After nearly three months of anticipation, Senate Banking Committee Chairman Christopher Dodd (D-CT) has finally introduced his version of the Financial Services Bill. However, the bill was introduced unilaterally, without Republican support.
Dodd’s version of the bill is long—1336 pages—and both detailed and expansive. It includes the Consumer Financial Protection Agency (CFPA) located within the Federal Reserve, the Volcker Rule, and creates an Office of Research and Analysis located within the Treasury Department—all pieces of the legislation that RMD has previously discussed.
However, the bill also has some new components. Among these, it includes raising the bar for the government and the FDIC to act to wind down a failing financial firm and creating a $50 billion industry-supported fund that could be tapped to help wind down failing companies.

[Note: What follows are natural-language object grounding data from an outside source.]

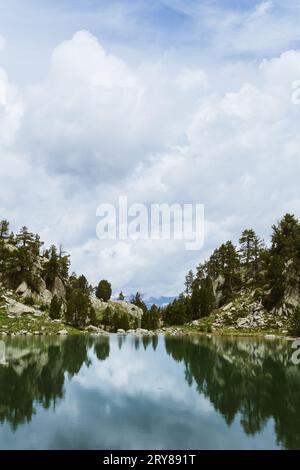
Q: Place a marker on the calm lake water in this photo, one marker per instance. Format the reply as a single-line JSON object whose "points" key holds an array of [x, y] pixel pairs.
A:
{"points": [[148, 393]]}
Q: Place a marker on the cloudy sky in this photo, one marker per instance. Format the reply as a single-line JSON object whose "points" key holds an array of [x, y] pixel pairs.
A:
{"points": [[168, 101]]}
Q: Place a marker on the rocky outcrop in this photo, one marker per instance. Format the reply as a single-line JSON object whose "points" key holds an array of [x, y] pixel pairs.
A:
{"points": [[16, 309], [23, 290], [133, 312], [246, 313], [59, 289]]}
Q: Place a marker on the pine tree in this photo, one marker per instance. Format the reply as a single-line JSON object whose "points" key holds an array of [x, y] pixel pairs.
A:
{"points": [[251, 248], [137, 300], [121, 296], [55, 308], [103, 290], [4, 229], [189, 279]]}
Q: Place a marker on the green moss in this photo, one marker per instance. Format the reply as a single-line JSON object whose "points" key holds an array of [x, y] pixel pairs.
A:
{"points": [[33, 324]]}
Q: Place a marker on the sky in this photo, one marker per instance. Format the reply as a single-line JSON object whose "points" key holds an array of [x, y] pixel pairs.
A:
{"points": [[163, 101]]}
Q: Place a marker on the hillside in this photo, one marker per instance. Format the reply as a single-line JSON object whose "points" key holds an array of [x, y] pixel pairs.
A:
{"points": [[39, 296], [247, 288]]}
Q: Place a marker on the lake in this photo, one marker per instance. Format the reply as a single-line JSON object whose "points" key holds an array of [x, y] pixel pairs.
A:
{"points": [[126, 392]]}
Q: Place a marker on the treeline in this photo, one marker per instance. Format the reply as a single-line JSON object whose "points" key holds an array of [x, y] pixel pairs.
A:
{"points": [[270, 271], [23, 259]]}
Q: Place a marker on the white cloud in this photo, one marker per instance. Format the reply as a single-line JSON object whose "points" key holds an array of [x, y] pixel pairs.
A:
{"points": [[2, 43], [11, 110], [99, 126]]}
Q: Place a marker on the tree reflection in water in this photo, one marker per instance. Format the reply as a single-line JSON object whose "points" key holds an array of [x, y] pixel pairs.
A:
{"points": [[35, 372], [254, 378]]}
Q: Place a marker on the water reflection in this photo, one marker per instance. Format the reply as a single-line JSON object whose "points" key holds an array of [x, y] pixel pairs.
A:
{"points": [[149, 392], [254, 378]]}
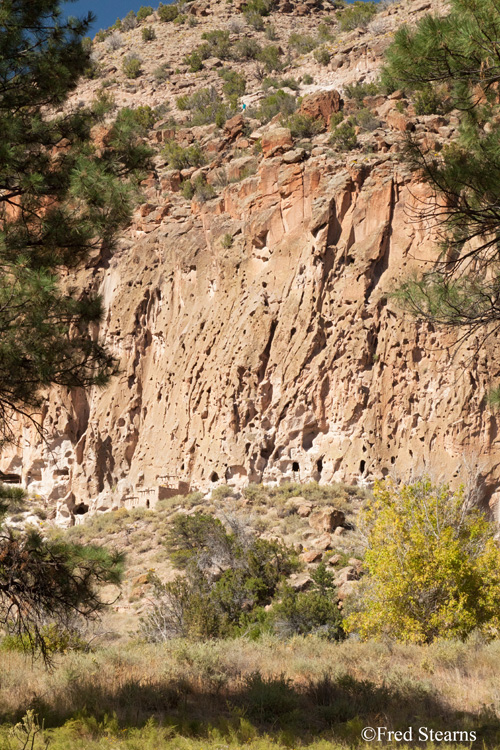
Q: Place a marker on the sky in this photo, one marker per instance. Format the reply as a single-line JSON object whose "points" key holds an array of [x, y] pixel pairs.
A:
{"points": [[107, 11]]}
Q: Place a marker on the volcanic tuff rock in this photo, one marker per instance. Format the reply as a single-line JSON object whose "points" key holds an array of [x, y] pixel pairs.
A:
{"points": [[282, 356]]}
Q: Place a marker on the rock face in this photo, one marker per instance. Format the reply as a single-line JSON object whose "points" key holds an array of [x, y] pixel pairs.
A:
{"points": [[256, 332], [279, 358]]}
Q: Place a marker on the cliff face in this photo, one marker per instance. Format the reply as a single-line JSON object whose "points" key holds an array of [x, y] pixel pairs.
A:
{"points": [[279, 357]]}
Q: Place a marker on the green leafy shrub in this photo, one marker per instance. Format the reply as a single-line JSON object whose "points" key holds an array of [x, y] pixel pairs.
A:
{"points": [[132, 66], [314, 611], [246, 49], [343, 137], [322, 56], [194, 60], [130, 21], [182, 158], [144, 12], [162, 73], [148, 34], [234, 83], [217, 44], [433, 565], [358, 14], [303, 126], [302, 43], [167, 13], [229, 576]]}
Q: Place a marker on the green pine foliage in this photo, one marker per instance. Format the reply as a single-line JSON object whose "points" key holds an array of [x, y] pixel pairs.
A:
{"points": [[451, 63]]}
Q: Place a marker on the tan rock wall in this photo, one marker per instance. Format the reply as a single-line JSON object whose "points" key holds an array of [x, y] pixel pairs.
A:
{"points": [[280, 357]]}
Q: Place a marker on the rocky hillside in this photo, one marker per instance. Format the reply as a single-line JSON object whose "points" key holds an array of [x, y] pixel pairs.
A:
{"points": [[249, 301]]}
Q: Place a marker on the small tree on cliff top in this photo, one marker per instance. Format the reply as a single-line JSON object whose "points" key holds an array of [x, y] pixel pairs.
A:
{"points": [[433, 566]]}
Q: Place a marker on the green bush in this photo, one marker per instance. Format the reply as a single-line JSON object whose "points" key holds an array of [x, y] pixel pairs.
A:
{"points": [[359, 14], [228, 577], [303, 126], [217, 44], [322, 56], [194, 60], [274, 104], [167, 12], [130, 21], [234, 83], [182, 158], [315, 611], [270, 57], [162, 73], [148, 34], [246, 49], [302, 43], [132, 66], [144, 12]]}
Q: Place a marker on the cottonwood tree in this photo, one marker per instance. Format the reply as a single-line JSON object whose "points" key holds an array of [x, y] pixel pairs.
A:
{"points": [[60, 199]]}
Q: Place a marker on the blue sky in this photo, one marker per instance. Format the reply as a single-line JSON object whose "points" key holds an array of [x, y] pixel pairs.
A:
{"points": [[107, 11]]}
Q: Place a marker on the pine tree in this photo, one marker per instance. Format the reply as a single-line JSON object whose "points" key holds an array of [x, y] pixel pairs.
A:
{"points": [[60, 199], [452, 63]]}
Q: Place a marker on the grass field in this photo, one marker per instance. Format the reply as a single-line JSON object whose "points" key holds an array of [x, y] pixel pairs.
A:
{"points": [[304, 693]]}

The bill would also create a new nine member Financial Stability Oversight Council, chaired by the Treasury Secretary. The council would be responsible for “identifying, monitoring and addressing systemic risks posed by large, complex financial firms as well as products and activities that spread risk across firms.” It will be able to pass stringent rules to regulate large companies if it fears their size threatens the financial system of the US. This includes the ability, by a 2/3 vote, to require a company to divest some of their holdings, and also by a 2/3 vote, to regulate nonblank financial companies.

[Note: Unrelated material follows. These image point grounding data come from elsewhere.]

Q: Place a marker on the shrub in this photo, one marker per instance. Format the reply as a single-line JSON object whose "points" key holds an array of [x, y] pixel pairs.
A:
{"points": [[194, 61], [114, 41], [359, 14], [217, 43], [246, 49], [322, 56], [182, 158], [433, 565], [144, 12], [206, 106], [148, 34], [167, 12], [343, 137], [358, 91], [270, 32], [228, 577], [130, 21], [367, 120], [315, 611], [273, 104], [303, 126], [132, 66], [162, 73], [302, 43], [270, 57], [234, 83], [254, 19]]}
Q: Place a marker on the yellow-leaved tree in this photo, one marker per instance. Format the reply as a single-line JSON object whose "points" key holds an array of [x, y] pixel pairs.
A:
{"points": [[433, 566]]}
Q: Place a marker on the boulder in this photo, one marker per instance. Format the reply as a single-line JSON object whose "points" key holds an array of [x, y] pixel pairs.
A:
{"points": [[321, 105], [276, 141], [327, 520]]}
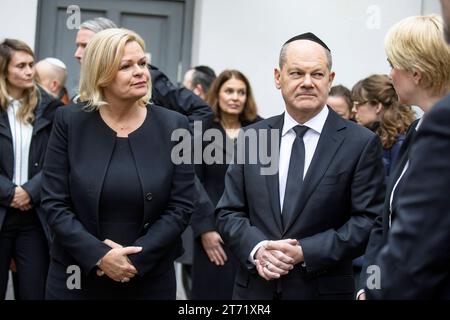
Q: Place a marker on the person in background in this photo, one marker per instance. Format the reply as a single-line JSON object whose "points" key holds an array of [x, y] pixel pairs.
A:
{"points": [[296, 232], [26, 116], [117, 207], [340, 100], [51, 76], [199, 79], [377, 108], [415, 216], [214, 266]]}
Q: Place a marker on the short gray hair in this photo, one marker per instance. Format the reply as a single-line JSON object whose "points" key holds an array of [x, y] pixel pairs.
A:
{"points": [[283, 53], [98, 24]]}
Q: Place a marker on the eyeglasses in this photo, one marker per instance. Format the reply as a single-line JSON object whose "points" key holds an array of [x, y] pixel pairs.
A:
{"points": [[357, 104]]}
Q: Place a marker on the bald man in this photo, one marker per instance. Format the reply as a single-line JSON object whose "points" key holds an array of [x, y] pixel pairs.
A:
{"points": [[52, 75]]}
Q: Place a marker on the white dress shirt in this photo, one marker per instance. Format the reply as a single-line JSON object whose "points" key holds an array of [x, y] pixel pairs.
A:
{"points": [[21, 136], [310, 139], [391, 197]]}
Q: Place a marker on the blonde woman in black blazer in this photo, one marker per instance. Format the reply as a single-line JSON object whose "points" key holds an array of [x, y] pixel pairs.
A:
{"points": [[115, 201]]}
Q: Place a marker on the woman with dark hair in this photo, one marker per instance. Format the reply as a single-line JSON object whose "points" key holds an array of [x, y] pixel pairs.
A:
{"points": [[420, 59], [340, 100], [26, 115], [377, 108], [214, 267]]}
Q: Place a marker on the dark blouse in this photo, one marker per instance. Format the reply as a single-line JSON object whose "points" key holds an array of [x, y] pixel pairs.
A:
{"points": [[121, 201]]}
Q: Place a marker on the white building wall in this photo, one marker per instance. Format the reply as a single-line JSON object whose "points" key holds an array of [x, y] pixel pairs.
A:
{"points": [[18, 20], [247, 35]]}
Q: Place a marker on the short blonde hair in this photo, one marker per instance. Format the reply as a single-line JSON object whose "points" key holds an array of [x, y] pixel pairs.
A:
{"points": [[100, 64], [417, 43]]}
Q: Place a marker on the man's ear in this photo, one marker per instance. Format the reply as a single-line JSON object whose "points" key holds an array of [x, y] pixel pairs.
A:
{"points": [[54, 85], [277, 75], [417, 77]]}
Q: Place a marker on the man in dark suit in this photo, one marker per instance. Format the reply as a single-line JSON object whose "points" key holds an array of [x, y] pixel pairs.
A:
{"points": [[415, 262], [297, 231]]}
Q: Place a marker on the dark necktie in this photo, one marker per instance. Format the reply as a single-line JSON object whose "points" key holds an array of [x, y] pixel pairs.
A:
{"points": [[295, 175]]}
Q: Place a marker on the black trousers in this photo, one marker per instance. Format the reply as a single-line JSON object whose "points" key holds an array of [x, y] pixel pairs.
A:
{"points": [[23, 239]]}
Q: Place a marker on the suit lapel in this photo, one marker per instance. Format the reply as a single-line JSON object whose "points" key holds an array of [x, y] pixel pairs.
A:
{"points": [[331, 138], [100, 151], [272, 181], [40, 124]]}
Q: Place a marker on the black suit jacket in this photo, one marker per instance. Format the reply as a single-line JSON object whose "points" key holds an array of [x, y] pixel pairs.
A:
{"points": [[182, 100], [415, 262], [378, 235], [44, 114], [343, 193], [78, 154]]}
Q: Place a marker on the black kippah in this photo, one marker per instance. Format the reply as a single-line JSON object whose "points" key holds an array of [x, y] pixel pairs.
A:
{"points": [[308, 36]]}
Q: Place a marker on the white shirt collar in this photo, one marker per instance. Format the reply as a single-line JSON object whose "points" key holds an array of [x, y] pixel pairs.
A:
{"points": [[316, 123]]}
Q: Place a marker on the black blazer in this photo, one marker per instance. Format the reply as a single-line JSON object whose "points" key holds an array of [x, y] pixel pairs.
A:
{"points": [[182, 100], [42, 126], [78, 154], [415, 262], [343, 192], [379, 233]]}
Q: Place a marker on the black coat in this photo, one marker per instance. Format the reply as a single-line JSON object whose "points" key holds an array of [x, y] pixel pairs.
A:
{"points": [[415, 262], [42, 126], [78, 155], [379, 233], [342, 194]]}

It is unclear as of yet whether the reverse mortgage amendment that was passed in the House of Representatives will make it into the bill. What is clear however is that the bill is unlikely to pass without a fight. Senate Republicans including Senator Bob Corker (R-TN), who spent many hours negotiating with Senator Dodd in the hopes of producing a bipartisan bill has already indicated the Republican party’s intention to propose amendments to many of the bill’s components.

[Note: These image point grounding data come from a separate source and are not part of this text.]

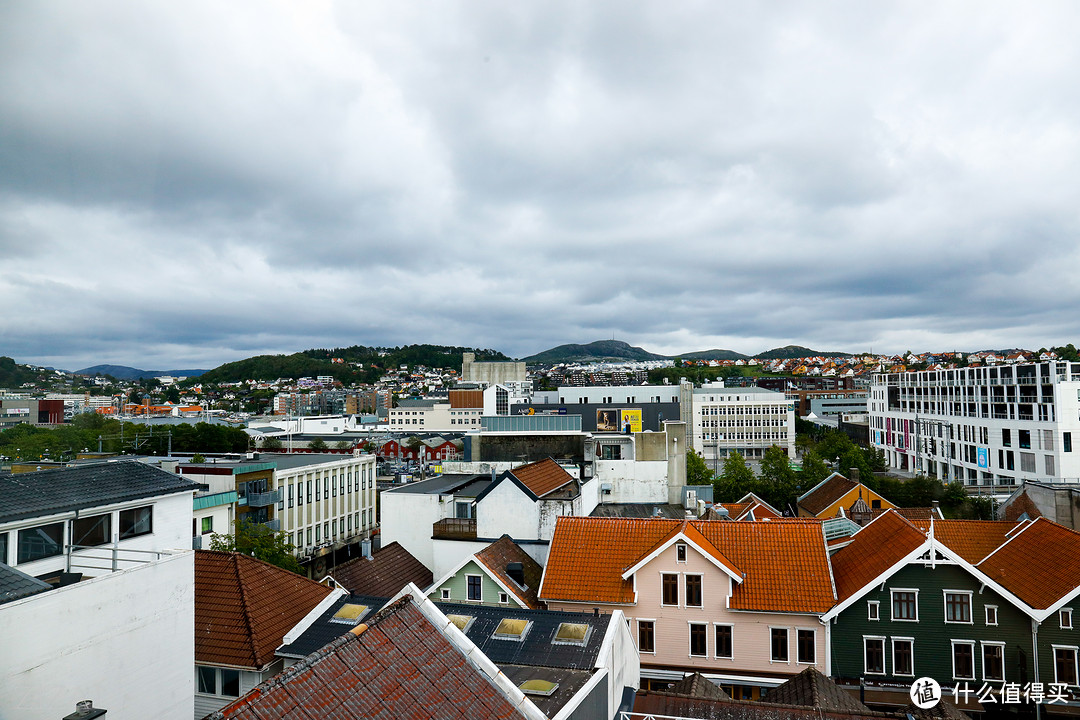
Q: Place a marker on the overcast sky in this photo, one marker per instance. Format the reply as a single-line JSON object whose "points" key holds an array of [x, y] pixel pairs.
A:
{"points": [[187, 184]]}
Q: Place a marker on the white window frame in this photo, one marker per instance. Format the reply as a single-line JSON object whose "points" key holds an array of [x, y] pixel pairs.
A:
{"points": [[892, 605], [637, 638], [971, 607], [953, 646], [716, 647], [788, 633], [813, 634], [885, 667], [982, 656], [689, 634], [1076, 656], [910, 641], [686, 595], [481, 578], [678, 588]]}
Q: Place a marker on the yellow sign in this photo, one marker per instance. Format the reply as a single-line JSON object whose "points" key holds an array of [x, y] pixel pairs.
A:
{"points": [[631, 420]]}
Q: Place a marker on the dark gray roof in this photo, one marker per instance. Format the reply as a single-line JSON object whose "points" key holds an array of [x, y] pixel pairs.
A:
{"points": [[537, 647], [66, 489], [449, 484], [638, 510], [15, 584], [323, 630]]}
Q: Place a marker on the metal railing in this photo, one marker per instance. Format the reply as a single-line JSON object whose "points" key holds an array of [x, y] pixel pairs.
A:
{"points": [[457, 528], [264, 499]]}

The Senate Banking Committee is set to mark up the bill next week, with Senate Democrats aiming to pass the bill before the Memorial Day Break. However, given the shortened legislative calendar in a midterm election year, some expressed skepticism that the bill would be able to pass within that timeframe. Said Senator Richard Shelby (R-AL), “Forcing the Banking Committee to vote on this proposal in a single week is unrealistic and undercuts the potential for bipartisan agreement.”